In the chart below, you can spot how the range in BTC/USD started as a broad one on the 19th of September and how it gradually got narrower till it had nowhere to go but break out on the 8th of October. You can use trendlines to define the perceived resistance levels and support levels for the range and spot where potential breakout points will be.

https://www.tradingview.com/x/lqU0WC40/

The mechanics behind trading a range in cryptocurrencies

How to enter a trade? Basic cryptocurrency range trading strategy

With all the ranges defined, we can apply basically the same rule for entering a trade in the cryptocurrency markets for all types of ranges. You should buy when the price approaches the low of the range and sell (short) when the price approaches the high of the range.

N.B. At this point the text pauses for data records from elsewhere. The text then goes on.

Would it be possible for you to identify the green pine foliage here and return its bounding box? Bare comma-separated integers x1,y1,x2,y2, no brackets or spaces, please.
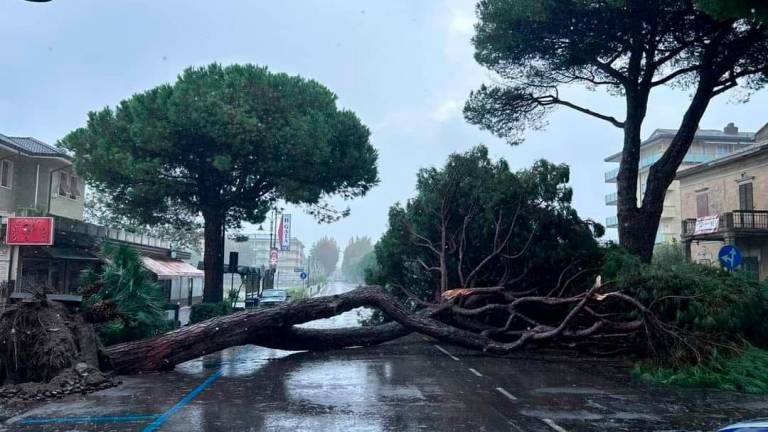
189,301,232,324
632,344,768,394
82,244,173,345
603,246,768,347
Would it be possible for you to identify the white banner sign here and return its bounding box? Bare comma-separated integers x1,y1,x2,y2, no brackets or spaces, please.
693,215,720,235
277,214,291,251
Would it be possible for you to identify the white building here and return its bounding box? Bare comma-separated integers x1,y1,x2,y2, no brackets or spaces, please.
605,123,755,243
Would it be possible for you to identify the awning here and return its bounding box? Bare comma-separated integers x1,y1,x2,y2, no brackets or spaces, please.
141,256,205,280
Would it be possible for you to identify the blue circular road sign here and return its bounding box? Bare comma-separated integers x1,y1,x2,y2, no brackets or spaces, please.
717,245,741,270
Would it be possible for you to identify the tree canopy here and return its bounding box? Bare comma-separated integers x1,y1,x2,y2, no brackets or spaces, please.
369,146,603,301
464,0,768,260
60,64,378,302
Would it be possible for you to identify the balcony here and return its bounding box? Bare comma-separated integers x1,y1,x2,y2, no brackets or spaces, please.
54,216,171,249
681,210,768,240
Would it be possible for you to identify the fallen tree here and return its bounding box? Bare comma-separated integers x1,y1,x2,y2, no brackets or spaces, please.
102,279,682,373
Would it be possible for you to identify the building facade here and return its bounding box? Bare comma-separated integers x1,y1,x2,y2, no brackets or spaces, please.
224,232,307,289
0,135,203,304
605,123,756,243
677,125,768,280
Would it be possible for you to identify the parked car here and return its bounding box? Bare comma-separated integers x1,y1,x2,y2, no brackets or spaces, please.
718,418,768,432
258,290,290,307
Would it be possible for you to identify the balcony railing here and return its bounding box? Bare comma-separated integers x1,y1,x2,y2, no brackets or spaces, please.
732,210,768,231
681,210,768,236
54,216,171,249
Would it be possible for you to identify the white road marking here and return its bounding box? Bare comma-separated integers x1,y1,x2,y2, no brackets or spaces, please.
541,419,568,432
435,345,459,361
496,387,517,400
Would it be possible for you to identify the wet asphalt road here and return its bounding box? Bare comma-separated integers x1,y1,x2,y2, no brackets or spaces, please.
0,283,768,432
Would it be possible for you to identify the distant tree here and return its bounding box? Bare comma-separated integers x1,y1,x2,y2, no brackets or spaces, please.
60,64,378,302
310,237,339,276
341,237,373,282
368,146,603,301
84,191,203,253
464,0,768,261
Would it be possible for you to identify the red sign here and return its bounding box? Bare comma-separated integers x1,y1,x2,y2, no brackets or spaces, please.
5,217,53,246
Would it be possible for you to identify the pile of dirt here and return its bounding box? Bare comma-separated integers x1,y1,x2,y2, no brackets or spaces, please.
0,298,119,405
0,363,120,403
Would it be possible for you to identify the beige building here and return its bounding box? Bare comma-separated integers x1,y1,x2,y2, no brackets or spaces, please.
605,123,755,243
677,124,768,280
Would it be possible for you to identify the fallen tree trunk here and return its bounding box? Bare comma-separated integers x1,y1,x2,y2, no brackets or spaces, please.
102,283,660,374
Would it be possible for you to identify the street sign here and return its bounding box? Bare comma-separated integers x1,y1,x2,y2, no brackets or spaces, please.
5,217,53,246
717,245,741,270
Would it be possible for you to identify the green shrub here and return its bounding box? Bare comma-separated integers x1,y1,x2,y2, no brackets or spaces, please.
189,301,232,324
602,244,768,393
82,244,168,345
287,285,309,301
632,345,768,393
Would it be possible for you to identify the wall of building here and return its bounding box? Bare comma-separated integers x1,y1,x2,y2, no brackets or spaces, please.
0,148,17,215
0,150,85,220
680,154,768,219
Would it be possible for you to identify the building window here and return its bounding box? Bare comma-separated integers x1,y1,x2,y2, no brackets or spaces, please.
696,193,709,217
0,160,13,189
739,183,755,210
58,172,80,200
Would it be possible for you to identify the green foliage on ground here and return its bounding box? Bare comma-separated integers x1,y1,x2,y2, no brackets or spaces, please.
341,237,373,283
82,244,169,345
603,245,768,347
309,237,339,276
189,301,232,324
368,146,603,301
632,344,768,394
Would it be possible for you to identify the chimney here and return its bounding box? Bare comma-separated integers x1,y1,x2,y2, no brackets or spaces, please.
723,122,739,135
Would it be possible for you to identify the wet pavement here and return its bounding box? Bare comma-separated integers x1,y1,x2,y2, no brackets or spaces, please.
0,283,768,432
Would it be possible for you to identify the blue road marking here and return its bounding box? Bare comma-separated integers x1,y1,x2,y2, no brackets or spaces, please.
143,369,222,432
19,414,157,425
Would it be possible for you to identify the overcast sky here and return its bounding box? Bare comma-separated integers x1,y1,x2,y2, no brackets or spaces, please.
0,0,768,250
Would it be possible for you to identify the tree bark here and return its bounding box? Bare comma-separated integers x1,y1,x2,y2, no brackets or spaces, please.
203,211,224,303
101,283,647,374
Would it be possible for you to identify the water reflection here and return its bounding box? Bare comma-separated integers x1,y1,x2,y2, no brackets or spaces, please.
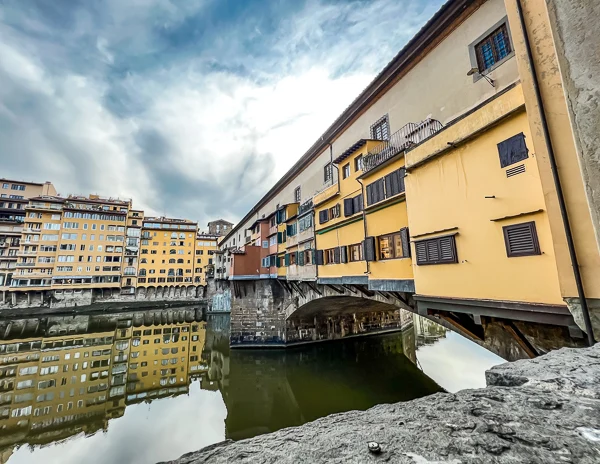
0,309,499,464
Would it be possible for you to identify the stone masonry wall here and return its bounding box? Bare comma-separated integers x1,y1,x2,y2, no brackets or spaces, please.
164,345,600,464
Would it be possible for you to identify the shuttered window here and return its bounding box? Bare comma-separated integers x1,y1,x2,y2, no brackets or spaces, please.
340,246,348,263
498,132,529,168
384,168,406,198
367,179,385,206
415,235,458,265
363,237,376,261
319,209,329,224
502,221,542,258
475,24,512,72
371,114,390,140
344,198,354,217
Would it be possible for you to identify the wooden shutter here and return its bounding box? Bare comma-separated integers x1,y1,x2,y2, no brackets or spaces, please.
375,179,385,202
352,193,363,213
315,250,325,266
344,198,355,217
340,246,348,263
415,235,458,265
333,247,341,264
400,227,410,258
498,132,529,168
363,237,377,261
398,168,406,192
502,221,541,258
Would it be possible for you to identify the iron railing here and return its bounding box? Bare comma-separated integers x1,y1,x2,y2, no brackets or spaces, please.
363,119,444,172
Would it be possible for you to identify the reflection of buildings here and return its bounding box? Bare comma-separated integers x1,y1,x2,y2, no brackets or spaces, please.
202,315,439,440
413,314,448,346
0,309,206,462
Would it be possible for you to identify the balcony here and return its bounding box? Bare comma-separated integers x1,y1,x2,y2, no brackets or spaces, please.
17,263,35,267
363,119,444,172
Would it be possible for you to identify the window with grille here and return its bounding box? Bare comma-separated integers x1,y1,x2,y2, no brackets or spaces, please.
323,163,333,182
475,23,512,73
502,221,542,258
415,235,458,265
371,114,390,140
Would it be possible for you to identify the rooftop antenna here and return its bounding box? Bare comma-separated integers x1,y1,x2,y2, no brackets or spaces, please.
467,68,496,87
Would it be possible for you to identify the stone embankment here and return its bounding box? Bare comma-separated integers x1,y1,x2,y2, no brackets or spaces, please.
164,344,600,464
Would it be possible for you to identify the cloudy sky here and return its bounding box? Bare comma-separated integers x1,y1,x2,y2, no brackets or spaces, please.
0,0,443,230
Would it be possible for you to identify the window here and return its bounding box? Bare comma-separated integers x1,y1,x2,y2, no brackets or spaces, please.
502,221,542,258
415,235,458,265
384,168,406,198
366,179,385,206
342,163,350,179
371,114,390,140
319,209,329,224
475,23,512,73
498,132,529,168
378,227,410,260
344,193,363,217
324,248,340,264
348,243,362,263
354,155,364,172
323,163,333,182
329,204,340,219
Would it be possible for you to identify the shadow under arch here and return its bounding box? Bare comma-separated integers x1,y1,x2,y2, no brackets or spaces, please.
286,295,403,321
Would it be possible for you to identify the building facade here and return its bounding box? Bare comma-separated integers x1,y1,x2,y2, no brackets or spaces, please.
220,0,600,341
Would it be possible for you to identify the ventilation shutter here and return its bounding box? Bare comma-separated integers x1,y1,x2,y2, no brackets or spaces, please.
498,132,529,168
340,246,348,263
363,237,376,261
400,227,410,258
503,222,541,257
398,168,406,192
344,198,355,217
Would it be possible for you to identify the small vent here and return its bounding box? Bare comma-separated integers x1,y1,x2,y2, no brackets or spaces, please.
506,164,525,177
502,221,541,258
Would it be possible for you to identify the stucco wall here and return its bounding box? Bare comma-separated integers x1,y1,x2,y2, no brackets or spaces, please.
547,0,600,250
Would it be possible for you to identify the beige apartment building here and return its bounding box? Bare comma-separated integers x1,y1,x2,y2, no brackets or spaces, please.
137,217,198,287
194,234,219,285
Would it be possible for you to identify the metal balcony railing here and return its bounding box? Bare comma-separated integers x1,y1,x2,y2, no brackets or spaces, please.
363,119,444,172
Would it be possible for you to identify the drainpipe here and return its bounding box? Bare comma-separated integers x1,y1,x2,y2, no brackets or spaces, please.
517,0,595,346
356,178,371,275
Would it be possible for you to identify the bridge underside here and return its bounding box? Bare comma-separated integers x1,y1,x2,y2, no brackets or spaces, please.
211,279,583,359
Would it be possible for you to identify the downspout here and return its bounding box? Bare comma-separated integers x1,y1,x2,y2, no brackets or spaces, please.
356,178,371,275
517,0,595,346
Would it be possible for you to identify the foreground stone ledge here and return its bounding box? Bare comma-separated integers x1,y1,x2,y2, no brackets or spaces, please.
164,344,600,464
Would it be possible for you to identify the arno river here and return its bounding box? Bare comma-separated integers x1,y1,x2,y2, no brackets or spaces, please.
0,309,503,464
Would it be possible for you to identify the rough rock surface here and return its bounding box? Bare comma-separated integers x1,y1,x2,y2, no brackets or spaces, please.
164,344,600,464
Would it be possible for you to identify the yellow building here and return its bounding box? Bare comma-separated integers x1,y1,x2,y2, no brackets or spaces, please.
138,217,198,287
127,322,206,399
194,234,219,286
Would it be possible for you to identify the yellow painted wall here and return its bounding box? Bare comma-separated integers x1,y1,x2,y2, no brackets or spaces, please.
316,220,366,277
406,94,563,304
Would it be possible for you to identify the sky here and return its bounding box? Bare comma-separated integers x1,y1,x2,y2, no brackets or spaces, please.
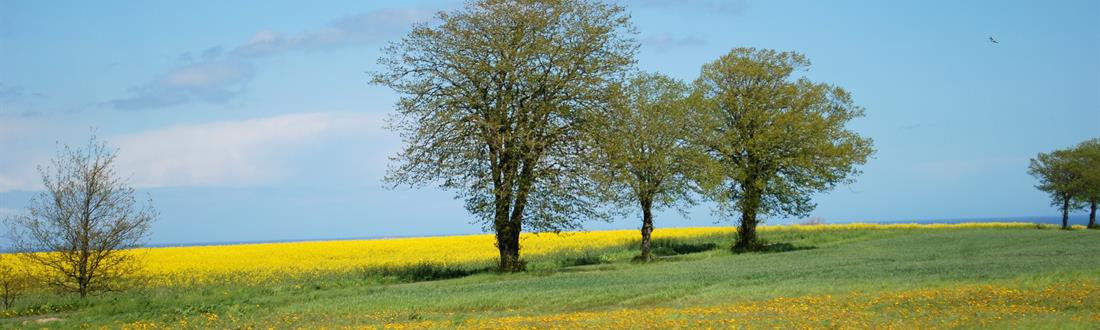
0,0,1100,244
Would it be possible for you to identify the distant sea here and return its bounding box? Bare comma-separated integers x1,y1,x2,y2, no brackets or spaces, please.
0,215,1089,253
146,215,1089,248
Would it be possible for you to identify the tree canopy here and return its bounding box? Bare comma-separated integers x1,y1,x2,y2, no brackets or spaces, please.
373,0,637,271
11,136,157,297
693,48,873,250
592,73,700,261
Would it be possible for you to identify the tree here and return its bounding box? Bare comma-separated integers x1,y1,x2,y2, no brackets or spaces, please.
0,253,33,309
372,0,637,272
592,74,697,261
1027,150,1082,229
6,136,156,298
1074,139,1100,229
694,48,873,251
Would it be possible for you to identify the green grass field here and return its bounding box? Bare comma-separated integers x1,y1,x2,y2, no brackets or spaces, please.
0,229,1100,329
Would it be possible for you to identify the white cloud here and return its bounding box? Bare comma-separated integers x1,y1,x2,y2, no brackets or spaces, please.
641,33,706,52
232,9,432,57
114,112,382,187
107,59,255,110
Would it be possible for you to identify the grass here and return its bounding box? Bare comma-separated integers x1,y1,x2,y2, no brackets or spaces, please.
0,225,1100,329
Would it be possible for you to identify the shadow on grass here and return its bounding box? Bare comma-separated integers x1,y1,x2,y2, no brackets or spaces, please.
363,262,496,283
652,240,718,256
732,242,817,254
558,253,609,267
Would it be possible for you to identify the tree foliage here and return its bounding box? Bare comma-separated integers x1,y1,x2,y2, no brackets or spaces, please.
694,48,873,250
373,0,637,271
11,136,156,297
1073,139,1100,228
592,73,700,261
1027,145,1084,228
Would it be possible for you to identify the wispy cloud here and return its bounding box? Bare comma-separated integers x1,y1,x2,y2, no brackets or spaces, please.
102,8,433,110
0,112,397,193
0,83,46,105
107,59,255,110
641,33,706,52
232,9,432,57
110,112,381,187
628,0,746,14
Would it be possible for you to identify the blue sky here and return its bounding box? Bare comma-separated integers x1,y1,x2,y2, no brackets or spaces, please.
0,0,1100,243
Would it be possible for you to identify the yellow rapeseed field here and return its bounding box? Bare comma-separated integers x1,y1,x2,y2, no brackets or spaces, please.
0,222,1078,286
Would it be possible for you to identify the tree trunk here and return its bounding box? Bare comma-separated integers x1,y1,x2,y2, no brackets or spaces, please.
493,185,521,272
1062,195,1069,229
1089,199,1098,229
641,198,653,262
734,188,760,251
496,226,524,273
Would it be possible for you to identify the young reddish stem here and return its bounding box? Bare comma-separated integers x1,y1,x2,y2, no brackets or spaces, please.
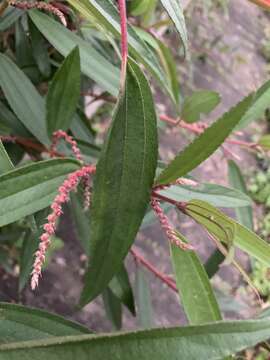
130,249,178,293
118,0,128,91
249,0,270,10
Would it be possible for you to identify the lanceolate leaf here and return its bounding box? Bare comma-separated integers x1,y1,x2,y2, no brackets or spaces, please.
81,62,157,305
160,183,251,208
181,90,220,123
0,6,23,32
171,236,222,325
0,159,80,226
102,288,122,330
158,0,188,52
136,266,154,329
0,318,270,360
236,80,270,129
0,101,31,137
228,160,253,230
46,47,81,135
29,10,120,96
0,303,90,344
0,54,50,145
68,0,171,99
157,41,180,104
156,96,252,184
0,139,13,174
109,265,136,315
186,200,270,265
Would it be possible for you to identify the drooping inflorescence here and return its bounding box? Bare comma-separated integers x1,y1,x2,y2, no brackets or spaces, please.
8,0,67,27
31,130,96,290
151,198,193,250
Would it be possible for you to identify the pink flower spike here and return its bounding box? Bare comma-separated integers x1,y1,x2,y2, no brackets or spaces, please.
31,165,96,290
51,130,83,163
151,198,194,250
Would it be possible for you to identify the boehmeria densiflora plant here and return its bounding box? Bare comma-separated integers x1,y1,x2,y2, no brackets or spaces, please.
0,0,270,360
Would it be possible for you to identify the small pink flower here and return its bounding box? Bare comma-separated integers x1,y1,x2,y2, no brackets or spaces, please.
31,130,96,290
151,198,193,250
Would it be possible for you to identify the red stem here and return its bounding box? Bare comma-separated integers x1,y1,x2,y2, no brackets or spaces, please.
130,249,178,293
118,0,128,90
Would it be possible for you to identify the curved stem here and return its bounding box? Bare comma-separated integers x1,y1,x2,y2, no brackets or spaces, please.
118,0,128,91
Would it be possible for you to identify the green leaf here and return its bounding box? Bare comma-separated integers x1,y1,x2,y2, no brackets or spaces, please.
19,208,49,291
69,193,90,255
29,10,120,96
0,6,24,32
81,61,157,305
136,266,154,329
141,203,173,230
46,47,81,135
161,0,188,53
0,54,50,146
258,135,270,150
0,159,80,226
127,0,152,16
171,235,222,325
0,139,13,174
235,224,270,266
236,80,270,130
156,96,252,184
159,183,251,208
185,200,270,265
204,249,225,279
65,0,171,100
109,265,136,315
0,303,90,344
157,40,180,104
181,90,221,123
102,288,122,330
15,21,34,69
228,160,253,230
0,318,270,360
0,101,31,137
29,19,51,78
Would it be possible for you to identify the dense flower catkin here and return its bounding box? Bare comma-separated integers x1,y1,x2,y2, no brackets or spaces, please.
31,165,96,290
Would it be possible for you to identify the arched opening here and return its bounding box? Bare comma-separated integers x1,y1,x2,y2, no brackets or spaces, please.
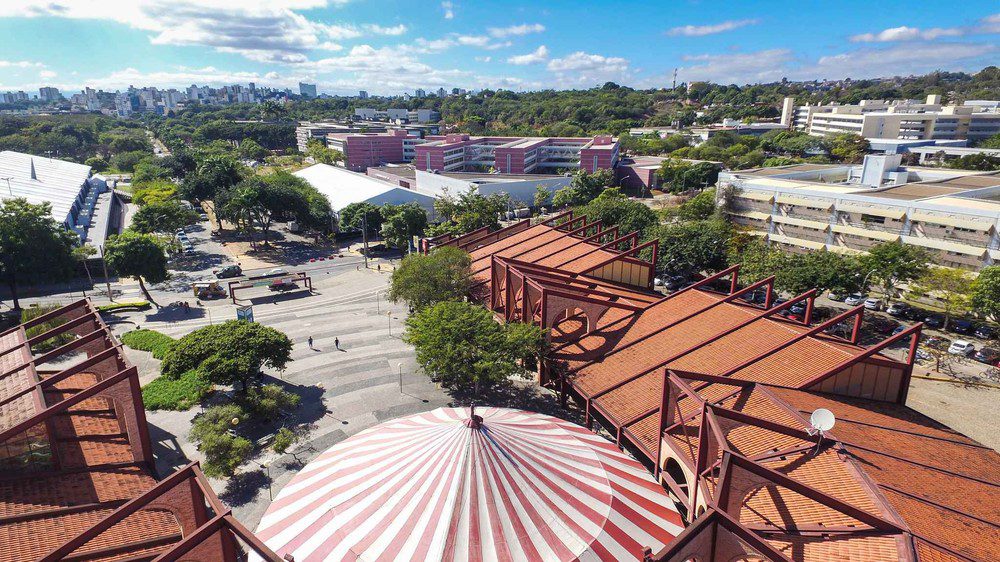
663,457,690,520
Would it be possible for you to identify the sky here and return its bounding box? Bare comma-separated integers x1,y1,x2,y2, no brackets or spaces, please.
0,0,1000,95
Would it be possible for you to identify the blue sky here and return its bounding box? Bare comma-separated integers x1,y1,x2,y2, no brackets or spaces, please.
0,0,1000,94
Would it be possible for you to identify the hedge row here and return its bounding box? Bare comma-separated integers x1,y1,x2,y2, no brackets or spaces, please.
142,371,212,411
121,330,176,360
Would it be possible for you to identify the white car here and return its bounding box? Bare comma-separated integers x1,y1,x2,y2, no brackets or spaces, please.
948,340,976,356
844,293,868,306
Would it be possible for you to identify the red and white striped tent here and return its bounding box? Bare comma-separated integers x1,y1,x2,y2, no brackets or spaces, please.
257,408,683,562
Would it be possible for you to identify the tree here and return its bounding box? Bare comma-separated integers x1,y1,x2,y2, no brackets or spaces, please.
909,267,973,330
191,404,253,478
0,198,79,309
552,187,584,209
161,320,292,389
404,301,545,395
430,189,510,236
381,203,427,252
581,187,659,237
972,265,1000,318
217,177,309,246
656,220,732,275
132,180,177,207
533,185,552,209
104,230,167,308
130,199,198,234
340,201,382,236
829,133,871,164
236,139,271,161
859,242,930,303
389,246,472,309
677,187,715,221
306,139,344,164
570,168,615,202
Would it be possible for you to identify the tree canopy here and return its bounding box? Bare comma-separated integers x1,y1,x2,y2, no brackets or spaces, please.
404,301,545,394
162,320,292,388
389,246,472,309
0,198,79,309
104,230,168,306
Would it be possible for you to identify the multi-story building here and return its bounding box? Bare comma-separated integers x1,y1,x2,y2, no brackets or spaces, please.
299,82,316,98
38,86,62,101
326,130,410,172
719,155,1000,270
781,95,1000,141
414,134,619,174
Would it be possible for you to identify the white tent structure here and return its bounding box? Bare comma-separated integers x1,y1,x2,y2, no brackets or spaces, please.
256,408,683,562
295,164,438,216
0,150,107,239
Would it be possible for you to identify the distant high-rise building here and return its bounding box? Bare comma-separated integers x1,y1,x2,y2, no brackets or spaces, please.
299,82,316,98
38,86,62,101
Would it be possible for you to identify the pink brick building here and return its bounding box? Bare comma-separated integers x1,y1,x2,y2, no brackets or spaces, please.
326,131,407,172
413,134,619,174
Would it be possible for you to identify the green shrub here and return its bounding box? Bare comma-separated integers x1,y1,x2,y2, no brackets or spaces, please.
142,371,212,411
191,404,253,477
121,330,176,358
97,301,149,312
244,384,302,420
271,427,297,455
21,304,76,353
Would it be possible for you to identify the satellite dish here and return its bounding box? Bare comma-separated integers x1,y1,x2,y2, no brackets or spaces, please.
809,408,837,433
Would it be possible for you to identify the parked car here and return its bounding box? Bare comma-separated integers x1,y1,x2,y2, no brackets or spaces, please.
976,324,993,340
924,336,951,351
972,347,1000,365
948,320,975,334
924,314,944,329
875,318,905,335
948,340,976,357
885,302,910,318
826,289,847,302
844,293,868,306
213,265,243,279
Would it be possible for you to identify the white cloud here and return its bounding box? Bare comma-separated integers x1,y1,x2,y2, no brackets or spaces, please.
487,23,545,37
677,49,792,84
0,0,407,64
0,60,45,68
667,19,760,37
851,14,1000,43
364,23,407,36
507,45,549,65
547,51,633,88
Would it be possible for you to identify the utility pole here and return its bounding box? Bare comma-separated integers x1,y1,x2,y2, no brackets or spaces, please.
361,211,368,269
97,245,115,302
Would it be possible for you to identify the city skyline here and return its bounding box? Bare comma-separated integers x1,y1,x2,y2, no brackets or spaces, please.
0,0,1000,95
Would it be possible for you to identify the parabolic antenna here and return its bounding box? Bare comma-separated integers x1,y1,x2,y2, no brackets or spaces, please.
809,408,837,432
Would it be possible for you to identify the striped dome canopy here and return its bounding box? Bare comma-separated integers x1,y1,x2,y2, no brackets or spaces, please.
256,408,683,562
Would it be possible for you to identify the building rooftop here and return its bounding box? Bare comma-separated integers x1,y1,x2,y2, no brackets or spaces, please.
0,150,90,222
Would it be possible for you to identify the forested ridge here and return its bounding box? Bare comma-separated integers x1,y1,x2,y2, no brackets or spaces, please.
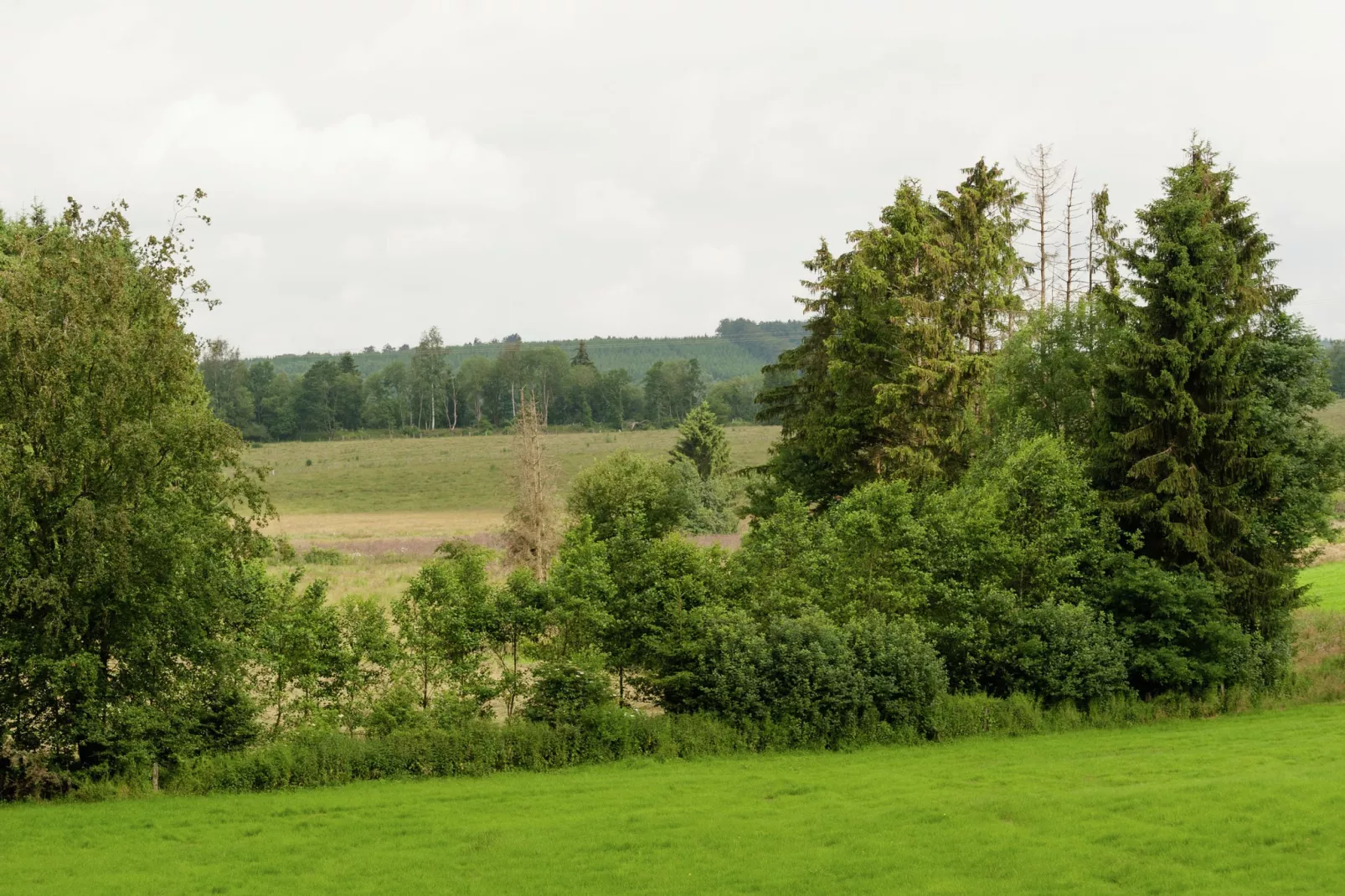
259,317,803,381
0,142,1345,798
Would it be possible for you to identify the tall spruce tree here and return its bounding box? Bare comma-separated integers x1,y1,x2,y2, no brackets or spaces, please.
1096,142,1342,638
759,160,1023,502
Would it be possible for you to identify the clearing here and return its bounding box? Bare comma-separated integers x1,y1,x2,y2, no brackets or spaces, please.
0,706,1345,893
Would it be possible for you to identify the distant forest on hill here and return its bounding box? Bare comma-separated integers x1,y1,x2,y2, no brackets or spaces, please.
200,317,804,441
250,317,803,382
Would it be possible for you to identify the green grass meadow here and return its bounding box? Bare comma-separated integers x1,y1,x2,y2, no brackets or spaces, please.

Trendlines should help you to spot the exact entry point. Similarly, candle patterns will aid you in confirming the entry point. You can see how the price quickly retraces when hitting resistance or support areas forming long shadows in candle patterns, indicating that strong buying started at support or heavy selling at resistance. Trendlines are a good indicator showing when the pair is overbought and oversold.

When a trader sees the confirmation with candles he can initiate a trade in the direction of the move. Refer to the chart below.

https://www.tradingview.com/x/SQP2aWsM/

Where to place a stop-loss?

When you are cryptocurrency trading a range, you should not risk more than 5% of your equity on a single trade. Risking more is not advisable as a range may be small and there may not be enough space for the profit, which should always be bigger than your risk.

The risk/reward ratio has to be at least 1:2, and you also need to make sure you have good odds so that the ratio is realistic. If there is no potential for that type of risk/reward, you may even consider skipping the trade altogether.

On the other hand, If there is potential for 1:2, then, you should place your stop-loss under the most recent bullish candle when you buy, and above the most recent bearish candle when you sell.

Where to take a profit?

Ideally, you want your take profit target to be double the size of your risk. If the range is wide, you can aim for more 1:3, maybe even 1:4, or 1:5, depending on where you have placed your stop-loss. This is a crucial rule if you want to stay in the game for the long run. You can’t always be right, so if your risk/reward ratio is 1:1, you have to be right every second time just to break even.

On the other hand, if your risk/reward ratio is 1:3, you can be right every fourth time and break even. If you are buying at the lower part of the range, you should set your take profit at the high of the range, and vice versa, if you are selling at the high, you should take profit at the low.

Tip: Avoid entering a trade in the middle of the range as you will not get great odds to make a profit that is larger than the potential risk.

How to spot a change in the market state?

Although markets spend 80% of the time in ranges, eventually the ranges get broken and a trend starts. It is easy to spot the change. When the high of the range is broken, it means an uptrend started and you should avoid trading against the prevailing trend. When the low of the range is broken, we assume a downtrend has started and you should no longer use a range trading strategy, but prepare to sell short.

To sum up

As cryptocurrencies range for the biggest part of the year this strategy is suitable for most traders on cryptocurrency exchanges, especially those, who are more active. Price may bounce between highs and lows, which gives a trader an opportunity to place from 1 to 3 trades in a 1–2 week period on a single crypto pair. You can trade 5–6 or even more crypto pairs and have more than 15 trades per week. However, do not forget to implement a correct risk/reward ratio to maximize your earning potential and reduce your risks.